Sign of the times
Another bit of Depression nostalgia makes its way back into the real economy: apparently, a few neighborhoods are starting to flirt with scrip, aka local currency.
I've blogged before about the tendency for groups to manufacture money out of whatever happens to be closest to hand. Considering how long the human animal evolved, even in tribal groups, without money, this apparently universal tendency among those who have been exposed to money is kind of an inspiring testament.

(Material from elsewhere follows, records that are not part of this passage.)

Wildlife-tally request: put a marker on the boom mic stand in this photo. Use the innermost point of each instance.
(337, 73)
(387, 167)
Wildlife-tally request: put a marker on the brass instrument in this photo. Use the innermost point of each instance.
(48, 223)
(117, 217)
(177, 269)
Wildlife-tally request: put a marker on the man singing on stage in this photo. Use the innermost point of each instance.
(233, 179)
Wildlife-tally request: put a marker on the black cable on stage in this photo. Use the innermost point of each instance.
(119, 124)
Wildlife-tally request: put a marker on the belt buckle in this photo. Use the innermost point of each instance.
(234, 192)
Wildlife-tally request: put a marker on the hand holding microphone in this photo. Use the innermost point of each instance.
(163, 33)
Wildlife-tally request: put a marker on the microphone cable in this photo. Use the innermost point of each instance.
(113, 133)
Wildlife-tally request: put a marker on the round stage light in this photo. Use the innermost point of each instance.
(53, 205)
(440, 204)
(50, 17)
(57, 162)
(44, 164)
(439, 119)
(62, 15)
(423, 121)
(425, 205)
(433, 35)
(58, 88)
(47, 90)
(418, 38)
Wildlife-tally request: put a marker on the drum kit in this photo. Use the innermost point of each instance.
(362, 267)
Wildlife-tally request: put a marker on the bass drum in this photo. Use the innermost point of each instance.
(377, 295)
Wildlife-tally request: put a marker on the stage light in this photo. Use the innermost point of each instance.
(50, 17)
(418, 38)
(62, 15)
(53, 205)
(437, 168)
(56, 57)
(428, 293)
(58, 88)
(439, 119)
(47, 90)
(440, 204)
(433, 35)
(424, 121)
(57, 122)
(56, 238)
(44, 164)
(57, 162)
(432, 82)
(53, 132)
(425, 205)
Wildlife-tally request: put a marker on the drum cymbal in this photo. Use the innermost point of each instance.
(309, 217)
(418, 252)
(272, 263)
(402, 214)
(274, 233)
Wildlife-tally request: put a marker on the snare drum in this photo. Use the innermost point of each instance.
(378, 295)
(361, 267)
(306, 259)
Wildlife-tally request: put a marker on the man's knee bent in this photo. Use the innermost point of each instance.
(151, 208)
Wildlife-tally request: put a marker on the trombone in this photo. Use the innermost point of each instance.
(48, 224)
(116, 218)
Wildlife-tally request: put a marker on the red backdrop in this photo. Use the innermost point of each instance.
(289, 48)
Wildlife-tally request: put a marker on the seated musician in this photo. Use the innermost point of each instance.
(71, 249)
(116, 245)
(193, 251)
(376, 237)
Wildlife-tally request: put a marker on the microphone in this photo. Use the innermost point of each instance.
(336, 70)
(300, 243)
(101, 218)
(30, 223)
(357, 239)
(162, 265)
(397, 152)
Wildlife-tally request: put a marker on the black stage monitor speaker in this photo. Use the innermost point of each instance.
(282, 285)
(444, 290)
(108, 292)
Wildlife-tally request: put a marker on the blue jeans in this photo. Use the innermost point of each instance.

Scrip was not uncommon in the early 20th century in company towns, where unscrupulous owners used scrip to force people to buy from their stores, rather than the new competition from Montgomery Ward. Or so it was always explained to me. But during the depression, quite a bit of it sprang up during the bank holiday, when no one could get their hands on US currency. The various scrips made a fascinating study in monetary policy, and free banking; some of them had classic hyperinflations, others ran into institutional reputational problems. Many of them had interesting features designed to vastly accelerate the velocity of the money. There are some accounts of miraculous turnarounds in depressed areas based on successful scrip. (Unfortunately, many of those accounts come via the purveyors of the scrip).
But scrip certainly seems to back the notion that the Great Depression was rooted in monetary contraction; money has to be pretty short before people start trying to mint their own. If more scrip plans get going, that will tell us something about the success of Bernanke's attempts at monetary expansion. When you push on a string, you produce scrip.